«La mayoría de los jóvenes no leen libros, solo andan pegados a sus celulares sin poder siquiera destinar más de dos minutos a un video». «Mis alumnos no quieren leer La Ilíada, ni El Reino de este mundo, ni el Cantar del mio Cid». «Mientras más breve un libro, más posibilidades de ser leído en estos tiempos…».
Estas sentencias de una vecina, un profesor amigo y un colega —en el contexto de la 33ra. Feria Internacional del Libro de La Habana— me provocan profunda tristeza porque, aunque la contemporaneidad esté dominada por la tecnología y sean las fotos y los videos los que ganen la atención, un buen libro siempre será la mejor opción.

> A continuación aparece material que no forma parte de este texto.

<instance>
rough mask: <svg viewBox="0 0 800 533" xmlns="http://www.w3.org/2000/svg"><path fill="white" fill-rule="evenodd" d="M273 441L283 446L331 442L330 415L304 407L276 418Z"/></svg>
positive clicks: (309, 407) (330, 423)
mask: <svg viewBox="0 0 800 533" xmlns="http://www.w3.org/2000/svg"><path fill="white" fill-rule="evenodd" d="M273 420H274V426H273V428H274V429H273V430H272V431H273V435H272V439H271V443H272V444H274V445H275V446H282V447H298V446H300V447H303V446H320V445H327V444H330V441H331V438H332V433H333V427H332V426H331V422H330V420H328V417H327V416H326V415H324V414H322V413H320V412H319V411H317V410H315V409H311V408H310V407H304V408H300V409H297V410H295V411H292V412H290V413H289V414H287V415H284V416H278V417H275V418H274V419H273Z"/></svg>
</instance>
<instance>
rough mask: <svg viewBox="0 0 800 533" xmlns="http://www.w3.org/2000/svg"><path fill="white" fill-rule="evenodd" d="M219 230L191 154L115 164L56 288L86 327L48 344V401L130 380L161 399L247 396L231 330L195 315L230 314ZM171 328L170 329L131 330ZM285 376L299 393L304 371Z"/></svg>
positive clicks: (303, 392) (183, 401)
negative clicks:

Solo habría que repensar cómo estimular la lectura en los diferentes espacios sociales para no perder amantes y defensores de esta práctica.
No obstante, y a la par de mi preocupación, recuerdo el deber que resumiera el escritor francés Daniel Pennac: «No burlarse jamás de aquellos que no leen si quieres que un día lean».
El afamado novelista publicó el Decálogo de los derechos del lector, y debemos tenerlos en cuenta al escribir. Por ejemplo, ¿acaso pensamos que nuestro libro debe ser leído de una manera específica? A mi mente llega Rayuela, bella creación de Julio Cortázar, quien defendía la lectura activa de quien la tomara en sus manos.
¿Cuáles son los derechos de un lector? A juicio del francés, el primero es el derecho a no leer sin que ello signifique que no seamos lectores: tal vez otros intereses y prácticas ocupan nuestro tiempo en determinadas etapas.
En segundo lugar, el derecho a saltarse páginas: somos libres de elegir cómo leemos lo que en nuestras manos caiga. ¿Acaso usted no ha ignorado párrafos de descripciones extensas con tal de centrarse en la acción concreta de la historia?
Figura como tercero el derecho a no terminar un libro, y los mismos autores deben reconocerlo. Si no somos atrapados en sus primeras páginas, o si alguna otra actividad es más importante, por ahí lo dejamos. Quizá, al cabo del tiempo, volvamos al volumen. O no.
En sentido contrario está el derecho a releer, porque algunas obras nos fascinaron tanto que nos motivan una segunda, tercera o cuarta lectura. También es probable que releamos lo que no entendimos en algún momento o, como suele suceder, le demos diferentes interpretaciones a un mismo texto, según nuestras vivencias.
Como lectores, según Pennac, tenemos el derecho a leer cualquier cosa, y no es preciso definir el intelecto de alguien a partir de su lectura de una novela de Víctor Hugo o de un cuento de Corín Tellado, porque el derecho a leer lo que nos gusta no está vinculado con lo que suele catalogarse como bueno, interesante, culto o imprescindible.
Además, tenemos el derecho a leer en cualquier parte. No puede un escritor suponer que su obra será leída en la calma de un sofá con el silencio de la noche o en los primeros minutos del día. Su texto puede leerse en un ómnibus, en medio de una fiesta, mientras esperamos ser atendidos en una consulta, en noches de desvelo o como hábito matutino… Lo importante es que será leído, según la comodidad del lector.
Comprendamos también que, como lectores, tenemos el derecho de «picotear», es decir, volver a un libro no terminado de leer solo para encontrar un dato o una frase; y el de leer en voz alta, cual interpretación de un texto teatral… Y por último tenemos el derecho de callarnos las razones por las cuales leemos de esta u otra manera, porque asumimos el acto de leer como un acto privado, íntimo y personalizado.
Recordando este decálogo de Pennac, y sobre todo lo que considera deber supremo de quien escribe, propiciemos la lectura sin juzgar, sin imponer esquemas para su práctica y, sobre todo, rodeándola de motivaciones desde edades tempranas para que sea asumida con placer, aun cuando los tiempos actuales acarreen otras propuestas o la cotidianidad nos complique el tiempo para ello.